Understanding the differences between directed and nondirected links within networks is an important consideration when establishing a new network, such as our YouthMap.

Power Law vs. Bell Curve

Barabasi identifies a clear distinction between how networks function in reality and how we might assume they work. In real life, many things operate on the principle of a bell curve -- class grades, height and weight, annual income, and even age. The highest concentration of any statistic is in the middle. Following this pattern, it would be implied that network connections are also randomly generated and concentrated around the average. For example, Barabasi uses websites to illustrate connectivity. It would be expected that if 100 websites had an average of 25 links, a majority of those websites would fall within that 20-30 link range.

This theory is disproven, however, with the introduction of the power law. Barabasi's research shows that websites don't follow the law of averages, and neither do other networks. He acknowledges the role of connectors, or people and groups with an unusually high number of connections. These are the people that get things accomplished, and it is part of their nature to accumulate as many links as possible. These are the kinds of people that made the Kevin Bacon game possible and such a success.

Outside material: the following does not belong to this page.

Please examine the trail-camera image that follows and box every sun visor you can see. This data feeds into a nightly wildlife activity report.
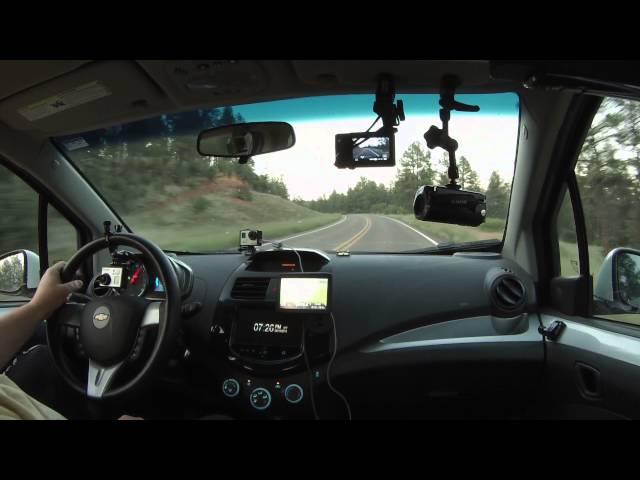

The notion of the power law is unique, because most of our other behaviors fall within the bell curve. Barabasi offers the example of human height: in our world, most people fall between 5 and 6 feet, and it is rare to know many people far outside that range. This illustrates the bell curve theory beautifully. But following the power law, he says, in a world with 6 billion people, it is possible that one person among them could be 8,000 feet tall. It is difficult to grasp that idea and examine it in the context of networks, but Barabasi does a great job highlighting examples and making the point very clear.